Making this compromise when you're just getting started avoids a big-bang. If you take it slow enough, you can take your time to grow and understand the technical necessities. If you want to take advantage of projections and messaging, see if you can get away with a pull-based approach. This often ends up simpler than its push counterpart.
You might meet some resistance when you're trying to sell refactoring towards an event-driven approach. One of the perks of working on legacy is that you often have some space to work with. After all, it's just a table with events in it right?
Once you get this far, make sure you get your domain expert on board. Stop talking about the tables in your database, but about the things that happen in your domain. Ask what needs to happen (commands) when something has happened (events). Look into event storming and try to set up a session with your most influential domain experts. In my experience, it doesn't take long before domain experts are all over the place. Do avoid the trap of using hard words such as projections, process managers, checkpointing, idempotency and so on.
Another neat little trick is to sneak as much data as you can on your events in management dashboards, reports and so on. Before you know it, they'll be standing next to your desk bringing interesting questions and observations to the table.Don't just obsess about the technicalities of events as a first-class citizen of your code base. Take your time to understand and to capture your domain. Domain Driven Design and events go hand in hand. If you get the semantics wrong, you will end up with a system that's held together by brittle contracts that break constantly. This will not only kill your efficiency moving forward but also your moral.
InfoQ: Can you quantify the impact on the business of the conversion to DDD events and the discovered customer types? Did the implementation result in substantial financial gains or cultural changes for the business?
Claes: This is a very hard thing to put a number on. I wish it was possible to take a peek at parallel universes. I'm not in a position to disclose absolute numbers, but we've seen a very substantial relative growth since we moved towards making events a first class citizen. We could have been able to pull it off without, but progress from an output and learning perspective would have been much slower.

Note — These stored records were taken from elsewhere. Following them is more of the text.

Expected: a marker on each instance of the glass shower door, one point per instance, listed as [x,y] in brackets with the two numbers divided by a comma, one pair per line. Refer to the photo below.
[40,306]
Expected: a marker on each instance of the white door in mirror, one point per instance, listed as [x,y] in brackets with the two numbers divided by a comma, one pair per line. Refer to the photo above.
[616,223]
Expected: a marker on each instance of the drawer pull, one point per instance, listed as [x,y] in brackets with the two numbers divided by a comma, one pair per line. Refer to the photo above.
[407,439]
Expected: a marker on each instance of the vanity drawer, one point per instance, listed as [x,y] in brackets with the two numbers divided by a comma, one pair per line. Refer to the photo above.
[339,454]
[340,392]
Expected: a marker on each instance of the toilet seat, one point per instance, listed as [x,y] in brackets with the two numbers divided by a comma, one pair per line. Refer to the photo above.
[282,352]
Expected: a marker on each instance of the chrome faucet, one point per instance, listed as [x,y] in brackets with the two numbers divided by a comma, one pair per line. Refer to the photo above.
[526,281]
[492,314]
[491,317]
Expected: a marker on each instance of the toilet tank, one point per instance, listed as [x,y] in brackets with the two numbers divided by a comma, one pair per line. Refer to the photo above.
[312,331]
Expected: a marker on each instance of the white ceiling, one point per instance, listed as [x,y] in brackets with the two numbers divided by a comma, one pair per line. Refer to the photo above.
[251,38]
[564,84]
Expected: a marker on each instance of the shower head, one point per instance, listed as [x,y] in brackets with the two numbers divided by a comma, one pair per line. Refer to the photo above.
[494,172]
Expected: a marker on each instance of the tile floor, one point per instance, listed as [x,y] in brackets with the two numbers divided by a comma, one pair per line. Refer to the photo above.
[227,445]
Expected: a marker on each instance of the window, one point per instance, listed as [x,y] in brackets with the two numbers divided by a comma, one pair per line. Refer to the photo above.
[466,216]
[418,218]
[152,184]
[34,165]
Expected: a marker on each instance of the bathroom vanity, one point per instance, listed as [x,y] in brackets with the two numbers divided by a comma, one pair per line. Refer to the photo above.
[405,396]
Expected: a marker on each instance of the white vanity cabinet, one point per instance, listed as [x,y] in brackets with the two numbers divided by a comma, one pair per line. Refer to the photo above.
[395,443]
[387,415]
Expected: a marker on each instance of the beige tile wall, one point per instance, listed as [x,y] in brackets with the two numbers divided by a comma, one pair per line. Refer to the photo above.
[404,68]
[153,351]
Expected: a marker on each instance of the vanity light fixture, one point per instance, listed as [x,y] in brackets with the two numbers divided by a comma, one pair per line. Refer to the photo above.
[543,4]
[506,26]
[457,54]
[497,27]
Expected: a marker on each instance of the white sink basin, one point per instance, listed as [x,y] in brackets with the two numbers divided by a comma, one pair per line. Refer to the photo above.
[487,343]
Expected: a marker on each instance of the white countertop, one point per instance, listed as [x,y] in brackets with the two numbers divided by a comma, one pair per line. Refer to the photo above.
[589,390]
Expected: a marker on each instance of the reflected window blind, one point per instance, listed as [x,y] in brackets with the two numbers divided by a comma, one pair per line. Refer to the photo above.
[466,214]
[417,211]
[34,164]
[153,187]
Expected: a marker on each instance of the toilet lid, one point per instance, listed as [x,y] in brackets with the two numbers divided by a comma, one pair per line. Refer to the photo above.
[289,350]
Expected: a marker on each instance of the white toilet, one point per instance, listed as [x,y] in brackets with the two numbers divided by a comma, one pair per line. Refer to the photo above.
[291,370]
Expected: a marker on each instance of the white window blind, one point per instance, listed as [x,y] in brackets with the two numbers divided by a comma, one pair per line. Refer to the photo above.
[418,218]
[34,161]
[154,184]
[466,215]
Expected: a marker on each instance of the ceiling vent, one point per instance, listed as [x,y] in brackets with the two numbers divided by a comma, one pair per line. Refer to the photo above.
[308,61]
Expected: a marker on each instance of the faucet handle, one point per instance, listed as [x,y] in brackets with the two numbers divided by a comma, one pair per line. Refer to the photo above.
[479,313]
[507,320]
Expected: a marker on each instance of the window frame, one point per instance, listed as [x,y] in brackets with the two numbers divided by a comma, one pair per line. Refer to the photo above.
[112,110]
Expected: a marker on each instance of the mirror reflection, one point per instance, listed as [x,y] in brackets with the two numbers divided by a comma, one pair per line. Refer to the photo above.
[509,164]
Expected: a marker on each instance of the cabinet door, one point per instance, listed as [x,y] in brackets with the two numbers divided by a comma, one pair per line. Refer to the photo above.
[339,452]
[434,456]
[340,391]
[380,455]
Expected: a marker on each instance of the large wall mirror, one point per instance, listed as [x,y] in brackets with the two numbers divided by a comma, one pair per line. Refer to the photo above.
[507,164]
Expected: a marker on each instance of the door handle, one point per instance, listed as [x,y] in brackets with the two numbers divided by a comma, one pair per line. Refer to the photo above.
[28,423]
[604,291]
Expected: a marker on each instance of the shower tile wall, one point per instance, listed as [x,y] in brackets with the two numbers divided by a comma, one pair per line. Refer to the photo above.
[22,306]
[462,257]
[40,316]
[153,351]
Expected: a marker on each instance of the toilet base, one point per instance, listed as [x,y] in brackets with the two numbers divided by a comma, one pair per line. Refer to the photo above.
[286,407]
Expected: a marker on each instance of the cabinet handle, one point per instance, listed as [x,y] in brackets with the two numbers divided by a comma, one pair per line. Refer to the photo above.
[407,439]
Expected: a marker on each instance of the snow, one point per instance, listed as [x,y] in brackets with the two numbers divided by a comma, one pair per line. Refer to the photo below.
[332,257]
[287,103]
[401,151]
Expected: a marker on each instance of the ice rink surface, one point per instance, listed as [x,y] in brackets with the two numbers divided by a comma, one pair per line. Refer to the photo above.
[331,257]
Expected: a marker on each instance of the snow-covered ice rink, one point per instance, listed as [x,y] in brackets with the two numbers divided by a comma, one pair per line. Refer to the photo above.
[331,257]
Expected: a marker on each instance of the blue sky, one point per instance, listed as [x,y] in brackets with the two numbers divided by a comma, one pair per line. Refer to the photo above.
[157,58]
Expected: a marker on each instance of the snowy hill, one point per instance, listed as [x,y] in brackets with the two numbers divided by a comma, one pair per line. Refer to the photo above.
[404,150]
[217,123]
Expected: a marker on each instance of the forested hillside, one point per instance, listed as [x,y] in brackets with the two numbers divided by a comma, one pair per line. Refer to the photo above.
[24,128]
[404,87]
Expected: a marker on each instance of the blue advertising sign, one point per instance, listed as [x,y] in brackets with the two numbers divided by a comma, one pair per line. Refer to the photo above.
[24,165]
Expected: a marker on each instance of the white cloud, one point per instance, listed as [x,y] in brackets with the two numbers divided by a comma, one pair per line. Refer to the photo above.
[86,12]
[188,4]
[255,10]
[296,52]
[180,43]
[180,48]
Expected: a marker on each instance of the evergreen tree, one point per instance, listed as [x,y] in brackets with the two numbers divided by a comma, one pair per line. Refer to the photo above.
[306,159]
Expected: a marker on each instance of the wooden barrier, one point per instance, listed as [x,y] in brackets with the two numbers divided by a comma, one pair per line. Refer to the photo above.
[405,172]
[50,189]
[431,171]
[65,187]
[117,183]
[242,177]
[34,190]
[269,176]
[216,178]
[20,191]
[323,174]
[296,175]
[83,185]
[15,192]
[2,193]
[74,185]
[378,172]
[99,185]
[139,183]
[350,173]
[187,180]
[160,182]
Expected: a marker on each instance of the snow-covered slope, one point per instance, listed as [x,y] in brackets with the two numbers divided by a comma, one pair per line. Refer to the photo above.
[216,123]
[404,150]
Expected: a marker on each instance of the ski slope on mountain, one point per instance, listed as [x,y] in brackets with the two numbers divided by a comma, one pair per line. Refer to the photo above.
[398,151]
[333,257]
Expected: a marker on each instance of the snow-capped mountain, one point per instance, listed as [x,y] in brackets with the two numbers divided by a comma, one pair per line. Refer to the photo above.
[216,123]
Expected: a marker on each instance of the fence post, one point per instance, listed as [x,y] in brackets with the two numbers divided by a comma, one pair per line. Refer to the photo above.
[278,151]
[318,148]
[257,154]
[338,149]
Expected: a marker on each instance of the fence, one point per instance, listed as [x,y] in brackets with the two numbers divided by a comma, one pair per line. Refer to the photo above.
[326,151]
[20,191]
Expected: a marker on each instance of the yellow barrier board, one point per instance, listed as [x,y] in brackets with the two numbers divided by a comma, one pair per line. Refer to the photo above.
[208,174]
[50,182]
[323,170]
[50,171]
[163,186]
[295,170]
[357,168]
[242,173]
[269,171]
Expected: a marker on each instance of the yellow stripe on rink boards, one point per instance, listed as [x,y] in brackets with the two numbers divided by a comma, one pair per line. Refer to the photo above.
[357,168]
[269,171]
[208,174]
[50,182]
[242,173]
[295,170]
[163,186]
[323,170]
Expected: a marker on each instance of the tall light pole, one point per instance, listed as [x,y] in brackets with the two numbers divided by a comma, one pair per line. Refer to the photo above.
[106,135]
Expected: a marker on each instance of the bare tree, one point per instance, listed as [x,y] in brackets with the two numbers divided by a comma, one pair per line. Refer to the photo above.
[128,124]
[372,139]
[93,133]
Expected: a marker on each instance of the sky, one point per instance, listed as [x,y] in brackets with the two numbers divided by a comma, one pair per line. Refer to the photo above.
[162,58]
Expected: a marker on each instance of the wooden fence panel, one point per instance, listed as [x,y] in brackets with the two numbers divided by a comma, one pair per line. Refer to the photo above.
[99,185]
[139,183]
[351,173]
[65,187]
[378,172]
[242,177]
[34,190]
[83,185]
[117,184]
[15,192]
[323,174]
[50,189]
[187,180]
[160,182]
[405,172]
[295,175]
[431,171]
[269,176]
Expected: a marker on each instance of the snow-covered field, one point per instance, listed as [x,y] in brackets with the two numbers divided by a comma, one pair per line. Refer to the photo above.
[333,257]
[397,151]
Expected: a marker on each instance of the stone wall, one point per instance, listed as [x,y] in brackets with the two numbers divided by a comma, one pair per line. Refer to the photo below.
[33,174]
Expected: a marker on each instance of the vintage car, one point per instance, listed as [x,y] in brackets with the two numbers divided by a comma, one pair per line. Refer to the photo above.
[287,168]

The biggest cultural change must be the willingness to experiment. Events can make a system grow organically in which different parts come and go. In a living, unplanned system, there is no shame in implementing an experiment to throw it out when it fails. The data needed to fully analyze the impact of an experiment is often just not available when you don't have the complete log of customer behaviour.
About the Interviewee:
Jef Claes is a professional codeslinger, domain linguist and shuffler of data. In the past he has mainly worked in public safety and banking. The last two years, he's been active in the online gambling domain, working for a small Belgian company providing software to a quickly growing online casino operator. When it comes to buzzwords he often associates himself with DDD(BE), CQRS, C#, FP and F#.